La crainte d'un noyautage des "activistes". "Il y a des gens qui sont très pacifiques dans les "gilets jaunes", mais ils sont aujourd'hui, à mon sens, emportés par ceux qui sont plus radicaux", diagnostiquait mardi le ministre de l'Intérieur. Le spectre des fameux "extrêmes" se dessinerait-il alors derrière un mouvement qui se veut apolitique ? "Je n'ai pas vraiment l'impression qu'il y ait l'extrême droite derrière la mobilisation", tempère le directeur de l'Observatoire des radicalités politiques (ORAP), interrogé par Le Monde. "En revanche, tout ce petit monde s'est mêlé aux manifestations du week-end, non seulement des militants du Rassemblement national, mais aussi les milieux groupusculaires, de l'Action française ou de Génération identitaire, en passant par des membres du Bastion social… Seulement ils n'ont pas initié la chose, ils sont juste montés dans le train."

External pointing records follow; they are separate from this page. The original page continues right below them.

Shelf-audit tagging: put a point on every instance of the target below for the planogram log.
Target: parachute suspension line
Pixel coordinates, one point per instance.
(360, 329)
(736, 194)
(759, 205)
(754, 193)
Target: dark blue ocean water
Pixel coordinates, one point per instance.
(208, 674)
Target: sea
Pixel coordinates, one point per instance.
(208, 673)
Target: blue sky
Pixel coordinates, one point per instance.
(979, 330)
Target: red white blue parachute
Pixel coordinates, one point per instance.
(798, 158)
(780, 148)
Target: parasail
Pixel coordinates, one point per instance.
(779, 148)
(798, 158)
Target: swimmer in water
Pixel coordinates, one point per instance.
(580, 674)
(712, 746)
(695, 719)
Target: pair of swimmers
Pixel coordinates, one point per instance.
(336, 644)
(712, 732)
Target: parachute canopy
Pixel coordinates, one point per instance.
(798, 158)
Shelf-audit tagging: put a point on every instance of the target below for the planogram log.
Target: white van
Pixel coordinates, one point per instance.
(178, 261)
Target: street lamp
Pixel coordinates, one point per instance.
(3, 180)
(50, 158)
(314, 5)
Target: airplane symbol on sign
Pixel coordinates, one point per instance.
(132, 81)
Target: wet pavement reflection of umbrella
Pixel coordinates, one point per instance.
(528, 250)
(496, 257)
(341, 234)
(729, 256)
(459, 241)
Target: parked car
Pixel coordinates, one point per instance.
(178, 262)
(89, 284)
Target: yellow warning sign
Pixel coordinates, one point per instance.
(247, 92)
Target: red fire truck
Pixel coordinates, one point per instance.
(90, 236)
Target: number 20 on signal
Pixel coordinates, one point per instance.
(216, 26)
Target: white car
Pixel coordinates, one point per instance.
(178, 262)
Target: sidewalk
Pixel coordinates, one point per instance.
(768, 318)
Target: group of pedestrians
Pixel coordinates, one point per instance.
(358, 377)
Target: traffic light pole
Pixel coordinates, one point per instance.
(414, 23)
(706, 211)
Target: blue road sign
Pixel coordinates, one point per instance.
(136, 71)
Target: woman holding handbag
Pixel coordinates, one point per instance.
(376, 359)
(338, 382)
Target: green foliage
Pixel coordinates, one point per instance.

Une note du service central du renseignement territorial (SCRT), consultée par Le Parisien, liste pourtant une série de débordements liés aux extrêmes, parmi lesquels l'incident de Longueux, mais aussi une vidéo Facebook sur laquelle le vice-président d'un groupe identitaire se filme lors d'un rassemblement de "gilets jaunes" en Mayenne et profère "des menaces contre des préfets", appelant à "la destruction de biens". "Nous constatons que les manifestants radicaux ne sont plus du tout les mêmes que ceux présents le 17", indique une source sécuritaire citée par le journal. "Il y a désormais des activistes d'ultra-gauche comme des citoyens non-militants sensibles aux thèses complotistes et de l'extrême droite, avec une caisse de résonance sur la fachosphère."
L'inconnue du rassemblement de samedi. Dans ce contexte, l'appel à se rassembler lancé pour samedi, qui pourrait relancer le mouvement, inquiète. Plus de 31.000 personnes se sont déclarées "participantes" à cet événement sur Facebook, et plus de 200.000 "intéressées". Dans les régions, les collectifs disent s'organiser pour acheminer un maximum de "gilets jaunes" en covoiturage, bus ou trains. En l'absence d'interlocuteur défini et de déclaration préalable en préfecture, les autorités peinent à anticiper l'ampleur de la manifestation, dont le secrétaire d'Etat auprès du ministre de l'Intérieur Laurent Nuñez a déjà annoncé qu'elle ne pourrait pas se tenir place de la Concorde pour des raisons de sécurité.